Alors que Québec n'écarte pas une hausse plus importante des cotisations à la Régie des rentes du Québec pour combler ce manque à gagner, les entreprises et les salariés refusent de contribuer davantage.
«Si le gouvernement a décidé de mettre en place un régime plus généreux, c'est à lui de gratter ses fonds de tiroirs et de revoir ses dépenses pour financer ce programme. Les entreprises ont déjà un fardeau pas mal lourd en matière de charges fiscales et sociales. Alors, on dit: n'en jetez plus, la cour est pleine», a affirmé au Devoir le président du Conseil du patronat du Québec, Gilles Taillon.

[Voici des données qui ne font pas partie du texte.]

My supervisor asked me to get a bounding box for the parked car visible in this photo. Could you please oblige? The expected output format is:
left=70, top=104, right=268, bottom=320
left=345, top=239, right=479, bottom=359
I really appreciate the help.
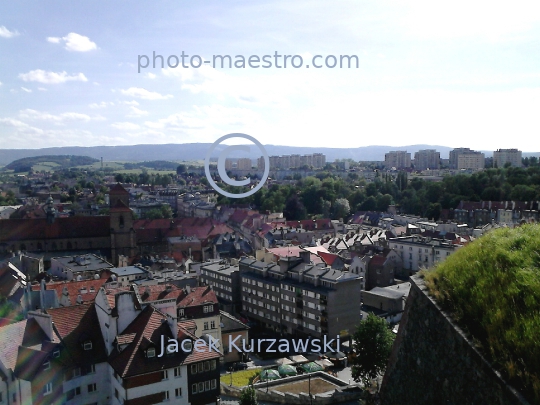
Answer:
left=231, top=361, right=247, bottom=371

Les travailleurs salariés ne veulent pas non plus subir une hausse de leurs cotisations. D'après Johanne Vaillancourt, vice-présidente de la FTQ, l'instauration des congés parentaux représente un «choix de société», et l'État devrait donc fournir ces 200 millions de dollars à même ses budgets actuels. Les travailleurs cotisent déjà suffisamment à ses yeux. «À un moment donné, il faut que ça finisse par finir. Quand les femmes prennent ce congé, elles s'appauvrissent. Alors, est-ce qu'on va commencer à les appauvrir directement avant même qu'arrive ce congé parental? On va donner d'une main et reprendre de l'autre? Est-ce que c'est ça qu'on veut? Je ne pense pas», a lancé Mme Vaillancourt lors d'un entretien téléphonique.

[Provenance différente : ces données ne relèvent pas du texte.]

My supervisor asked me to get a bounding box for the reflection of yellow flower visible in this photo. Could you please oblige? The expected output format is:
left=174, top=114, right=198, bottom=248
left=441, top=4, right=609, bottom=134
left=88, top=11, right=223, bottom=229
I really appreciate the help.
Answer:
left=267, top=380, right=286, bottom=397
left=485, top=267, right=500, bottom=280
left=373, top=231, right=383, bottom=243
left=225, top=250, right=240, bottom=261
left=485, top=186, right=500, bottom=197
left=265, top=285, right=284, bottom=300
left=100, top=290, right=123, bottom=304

L'entente finale Ottawa-Québec sur les congés parentaux, qui devrait être conclue d'ici le 1er février, prévoira que la contribution du gouvernement fédéral, provenant de l'assurance emploi, atteindra environ 800 millions de dollars. En réalité, Ottawa diminuera les cotisations à la caisse d'assurance emploi pour les employés et les employeurs alors que Québec rehaussera les cotisations exigées par la Régie des rentes. Le gouvernement créera un nouveau type de cotisations, baptisé assurance parentale.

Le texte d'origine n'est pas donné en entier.